FELIPE CAMA - Acervo: Outras Abordagens Vol. III – Por BRUNO MORESCHI

Páginas 648 e 649 da Série “Foi assim que me ensinaram”, 2012óleo sobre tela e livro em caixa de acrílico e madeira pintada170 x 60 x 50 cm • Doação Shopping Iguatemi São Paulo

Páginas 648 e 649 da Série “Foi assim que me ensinaram”, 2012

óleo sobre tela e livro em caixa de acrílico e madeira pintada

170 x 60 x 50 cm • Doação Shopping Iguatemi São Paulo



Mais pertinente, impossível: a imagem fotográfica acima é a de um trabalho que discute justamente a fotografia do objeto artístico. Páginas 648 e 649 da Série “Foi assim que me ensinaram”, do artista Felipe Cama, reproduz em tinta a óleo as imagens de obras que aparecem em livros de arte – no caso, Arte Moderna, do crítico italiano Giulio Carlo Argan. Agora, a fotografia da obra de Cama está nesta publicação que você tem em mãos. E, no exato momento que você a vê, ela passa pelas mesmas transformações que o objeto artístico criado por Cama tanto discute.

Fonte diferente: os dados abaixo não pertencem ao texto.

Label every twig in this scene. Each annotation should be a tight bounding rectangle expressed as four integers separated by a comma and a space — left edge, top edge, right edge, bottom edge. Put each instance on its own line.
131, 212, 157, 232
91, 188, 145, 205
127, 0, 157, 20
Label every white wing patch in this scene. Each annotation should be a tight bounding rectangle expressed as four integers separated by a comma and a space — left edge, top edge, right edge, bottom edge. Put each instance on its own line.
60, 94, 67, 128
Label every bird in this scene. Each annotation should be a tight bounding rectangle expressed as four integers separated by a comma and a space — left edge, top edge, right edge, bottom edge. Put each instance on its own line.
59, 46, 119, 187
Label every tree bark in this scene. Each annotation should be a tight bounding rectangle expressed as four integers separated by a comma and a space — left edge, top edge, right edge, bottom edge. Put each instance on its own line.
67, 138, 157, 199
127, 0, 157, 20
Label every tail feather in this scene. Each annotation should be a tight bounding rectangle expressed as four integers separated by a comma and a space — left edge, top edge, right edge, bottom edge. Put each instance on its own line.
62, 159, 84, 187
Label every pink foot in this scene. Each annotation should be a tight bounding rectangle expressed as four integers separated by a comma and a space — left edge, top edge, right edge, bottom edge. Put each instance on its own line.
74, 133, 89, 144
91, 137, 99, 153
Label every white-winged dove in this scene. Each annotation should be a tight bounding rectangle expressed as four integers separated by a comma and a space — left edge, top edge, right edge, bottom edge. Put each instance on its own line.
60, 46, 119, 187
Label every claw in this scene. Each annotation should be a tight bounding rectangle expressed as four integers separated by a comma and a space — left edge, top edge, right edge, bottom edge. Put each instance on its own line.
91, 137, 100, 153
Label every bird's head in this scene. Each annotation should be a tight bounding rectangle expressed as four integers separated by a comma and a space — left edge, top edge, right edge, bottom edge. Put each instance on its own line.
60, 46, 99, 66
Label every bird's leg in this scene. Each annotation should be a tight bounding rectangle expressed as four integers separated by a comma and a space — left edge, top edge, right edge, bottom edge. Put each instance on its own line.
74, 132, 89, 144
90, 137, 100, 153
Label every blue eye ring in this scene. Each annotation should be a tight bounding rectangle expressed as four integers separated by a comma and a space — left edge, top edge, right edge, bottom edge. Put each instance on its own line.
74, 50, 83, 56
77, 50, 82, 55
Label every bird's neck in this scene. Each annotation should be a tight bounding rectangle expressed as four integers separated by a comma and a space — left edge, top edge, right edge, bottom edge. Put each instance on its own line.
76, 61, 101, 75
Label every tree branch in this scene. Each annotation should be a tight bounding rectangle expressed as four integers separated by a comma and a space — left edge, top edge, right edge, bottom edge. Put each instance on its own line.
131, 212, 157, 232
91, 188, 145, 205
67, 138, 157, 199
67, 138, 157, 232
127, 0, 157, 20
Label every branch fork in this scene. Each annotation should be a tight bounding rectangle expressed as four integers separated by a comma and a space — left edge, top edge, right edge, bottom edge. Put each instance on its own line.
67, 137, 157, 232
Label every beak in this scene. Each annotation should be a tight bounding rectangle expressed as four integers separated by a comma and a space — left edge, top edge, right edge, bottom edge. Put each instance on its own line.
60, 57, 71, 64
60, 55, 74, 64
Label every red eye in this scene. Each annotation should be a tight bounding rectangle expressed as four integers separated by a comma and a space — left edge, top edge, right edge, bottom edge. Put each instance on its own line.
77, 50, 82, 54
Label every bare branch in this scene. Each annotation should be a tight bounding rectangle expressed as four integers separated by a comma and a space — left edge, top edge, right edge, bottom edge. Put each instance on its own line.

A imagem acima não é mais o livro, as pequenas telas, a caixa de vidro de Cama. Trata-se de uma fotografia. Do registro do ponto de vista de algum fotógrafo com um poder de ação bem maior do que sugerem as diminutivas letras que formam seu nome nos créditos deste livro – afinal, ele é o verdadeiro autor da imagem que se vê por aqui. Como se não bastasse, para além do clique, a imagem é também impressão, cor, textura de papel, tamanhos reduzidos ou ampliados ditados pelos projetos gráficos dos livros – o de Argan e deste.

O trabalho de Cama, a fotografia do trabalho de Cama, a reprodução da fotografia do trabalho de Cama e a escrita sobre o trabalho de Cama, sobre a fotografia do trabalho de Cama e sobre a reprodução da fotografia do trabalho de Cama produzem esse movimento labiríntico que deixaria Jorge Luis Borges orgulhoso. Ora esquecemos, ora conscientemente ignoramos para seguirmos em frente, mas toda essa confusão deixa claro que a História da Arte é em grande parte a História da fotografia da obra de arte. Não por acaso, ninguém verdadeiramente importa-se que a A Fonte de Duchamp foi destruída. Antes de seu desaparecimento, ela foi fotografada. Temos o registro. E é através dele e das réplicas autorizadas pelo artista francês que estudamos o trabalho que já não existe mais. Ou existe? O trabalho não é justamente suas imagens?

Em sua obra, que infelizmente nunca poderemos ver na totalidade, Cama foi engenhoso ao perceber que dentro da impossibilidade de se ver uma obra de arte há uma região que não é privação, mas afirmação. Refazer algumas das possíveis imagens de obras é reiterar a impossibilidade de vê-la de fato. O procedimento gera intrigantes consequências. E culmina em afirmar que o trabalho acima está longe de ser o trabalho de Felipe Cama discutido neste texto.

Publicado originalmente no e-book Acervo: Outras Abordagens Vol. III / MAC USP - Org. Tadeu Chiarelli, editora EDUSP, 2015.